Nachgefragt: Die Lieblingsübungen und Tipps der Fitness-Influencer

Das Projekt Fitness macht schon wieder Pause? Dann braucht es Mentoren oder Idole. Wir stellen euch zwei vor: Fitness-Influencer verraten ihre Tricks.
Das Projekt Fitness macht schon wieder Pause? Dann braucht es Mentoren oder Idole. Wir stellen euch zwei vor: Fitness-Influencer verraten ihre Tricks.(© 2018 Veronika Eibeler/Joel Fath)

Hat man sich neue Fitnessziele gesteckt oder möchte seinen Körper in Bestform bringen, landet jeder früher oder später mal an dem Punkt, wo die Motivation nachlässt. Hier helfen Mentoren oder Idole, also Trainer oder ganz normale Leute, die auch mal klein angefangen haben: Fitness-Influencer. Wir haben zwei starke Persönlichkeiten interviewt und nach ihrem Fitness-Fahrplan gefragt.

Dem einen fällt es schwer, überhaupt erst richtig mit Sport und einer Ernährungsumstellung anzufangen, weil er nicht weiß, wie, während der andere nach den ersten Erfolgen ein Fitnessplateau erreicht. In beiden Fällen braucht es in erster Linie Mentoren: Das können zum Einen Trainer sein, die einen mit dem richtigen Know-How unterstützen und pushen, dranzubleiben oder aber Idole: Freunde oder Leute wie du und ich, die es auch schon geschafft haben, ihren Körper zu transformieren. Das beste Beispiel ist hier wohl Sophia Thiel: Vom Moppelchen zur Bodybuilderin und erfolgreichen Fitness-Ikone. Oder aber ursprünglich ganz normale Männer und Frauen, wie der Hamburger Uwe Schüder alias Flying Uwe oder die Schülerin Pamela Reif, die irgendwann ihre Leidenschaft für Fitness entdeckt haben und ihren Körper zu ihrem Kapital gestählt haben.

Man muss sich ja nicht gleich an den ganz Großen orientieren, die können auch ganz schön einschüchtern.
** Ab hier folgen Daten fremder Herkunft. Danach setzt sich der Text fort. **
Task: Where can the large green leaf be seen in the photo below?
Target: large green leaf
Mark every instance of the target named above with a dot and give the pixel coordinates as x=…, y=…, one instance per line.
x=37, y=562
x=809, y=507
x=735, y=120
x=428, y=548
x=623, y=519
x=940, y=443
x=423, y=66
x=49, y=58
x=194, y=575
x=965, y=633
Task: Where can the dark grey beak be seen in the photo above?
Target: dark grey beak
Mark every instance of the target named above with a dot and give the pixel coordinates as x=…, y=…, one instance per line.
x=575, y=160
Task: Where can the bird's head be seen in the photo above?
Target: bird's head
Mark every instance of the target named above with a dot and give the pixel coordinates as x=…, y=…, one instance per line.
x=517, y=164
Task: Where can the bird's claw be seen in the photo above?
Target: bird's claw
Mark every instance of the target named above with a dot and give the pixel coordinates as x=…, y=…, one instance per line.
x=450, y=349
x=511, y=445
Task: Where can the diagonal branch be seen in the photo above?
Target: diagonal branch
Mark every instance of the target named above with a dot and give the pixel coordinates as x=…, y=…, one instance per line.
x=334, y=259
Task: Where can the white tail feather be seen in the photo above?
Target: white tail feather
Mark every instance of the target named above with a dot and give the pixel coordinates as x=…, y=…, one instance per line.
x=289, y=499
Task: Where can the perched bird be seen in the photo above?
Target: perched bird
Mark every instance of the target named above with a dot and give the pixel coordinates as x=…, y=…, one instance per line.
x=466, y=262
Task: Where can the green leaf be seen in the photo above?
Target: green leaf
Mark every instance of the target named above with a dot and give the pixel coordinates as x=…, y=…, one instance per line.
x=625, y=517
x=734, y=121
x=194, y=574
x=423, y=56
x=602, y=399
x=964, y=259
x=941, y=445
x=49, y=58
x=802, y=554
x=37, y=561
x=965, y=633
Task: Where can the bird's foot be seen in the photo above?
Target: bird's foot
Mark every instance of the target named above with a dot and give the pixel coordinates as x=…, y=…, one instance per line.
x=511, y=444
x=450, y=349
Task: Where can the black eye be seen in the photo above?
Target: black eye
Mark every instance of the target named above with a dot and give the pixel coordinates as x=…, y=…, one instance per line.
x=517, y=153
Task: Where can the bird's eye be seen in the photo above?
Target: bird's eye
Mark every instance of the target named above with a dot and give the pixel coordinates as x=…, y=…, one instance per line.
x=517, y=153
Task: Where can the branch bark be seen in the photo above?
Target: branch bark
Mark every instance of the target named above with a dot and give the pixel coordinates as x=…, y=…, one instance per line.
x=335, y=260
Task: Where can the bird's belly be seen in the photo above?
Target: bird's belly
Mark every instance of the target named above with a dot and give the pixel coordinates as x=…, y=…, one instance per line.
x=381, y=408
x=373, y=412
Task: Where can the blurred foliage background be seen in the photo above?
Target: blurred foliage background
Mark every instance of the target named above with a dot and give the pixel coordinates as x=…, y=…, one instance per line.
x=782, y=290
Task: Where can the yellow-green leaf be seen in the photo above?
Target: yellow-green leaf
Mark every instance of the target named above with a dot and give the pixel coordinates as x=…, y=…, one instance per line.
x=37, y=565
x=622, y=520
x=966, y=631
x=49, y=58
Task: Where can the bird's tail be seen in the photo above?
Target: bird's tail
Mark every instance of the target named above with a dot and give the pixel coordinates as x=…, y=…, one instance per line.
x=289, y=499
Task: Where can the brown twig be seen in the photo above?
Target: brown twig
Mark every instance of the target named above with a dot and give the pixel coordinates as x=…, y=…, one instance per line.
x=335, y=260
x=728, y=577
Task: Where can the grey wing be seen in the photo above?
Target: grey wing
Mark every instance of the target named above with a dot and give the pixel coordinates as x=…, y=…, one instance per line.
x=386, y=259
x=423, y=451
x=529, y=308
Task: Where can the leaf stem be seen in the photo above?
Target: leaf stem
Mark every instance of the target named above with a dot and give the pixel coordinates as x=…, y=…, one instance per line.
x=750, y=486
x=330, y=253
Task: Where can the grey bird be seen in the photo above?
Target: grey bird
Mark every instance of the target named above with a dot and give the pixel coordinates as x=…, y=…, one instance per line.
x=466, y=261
Fitness-Influencer gibt es inzwischen mehr als genug. Nicht alle, haben wirklich Ahnung von Fitness, deswegen sollte man das Thema in den sozialen Medien stets mit Vorsicht genießen. Dass viele Blogger ihre Fotos bearbeiten oder mit Vorher-Nachher-Posen tricksen, ist auch bekannt. Grundsätzlich gilt: Wenn es um die richtige Übungsausführung geht, fragt ihr am besten einen erfahrenen Trainer. Seid ihr aber auf der Suche nach Vorbildern, die euch zeigen, was mit dem richtigen Einsatz möglich ist, und warum es sich lohnt, zu schwitzen: Dann lohnt vielleicht ein Blick in die schillernde Insta-Welt. So oberflächlich diese auch sein mag: Instagram ist eines der fröhlichsten sozialen Medien und hat schon viele Nutzer inspiriert, sich Ziele zu stecken und diese auch zu erreichen. Wir haben mit Joel Fath und Veronika Eibeler zwei positive Beispiele gefunden, die beide unter anderem mit Fitbit zusammenarbeiten. Im Interview verraten sie, wie sie trainieren, sich motivieren und wem sie folgen.

Interview mit dem Social-Media-Star Joel Fath

Joel Fath ist Social Media Star, Bodybuilder und Fitnessmodel und steht unter anderem unter Vertrag bei Fitbit, dem Sportmode-Label Physiq Apparel und dem Hersteller von Sportlernahrung Energy Cake. Auf Instagram hat er als powerjoel bereits 198.000 Abonnenten. Wer sich live ein Bild von Joel machen will, kann ihn auf dem World Fitness Day 2018 am 13. und 14. Juli in Frankfurt am Main erleben.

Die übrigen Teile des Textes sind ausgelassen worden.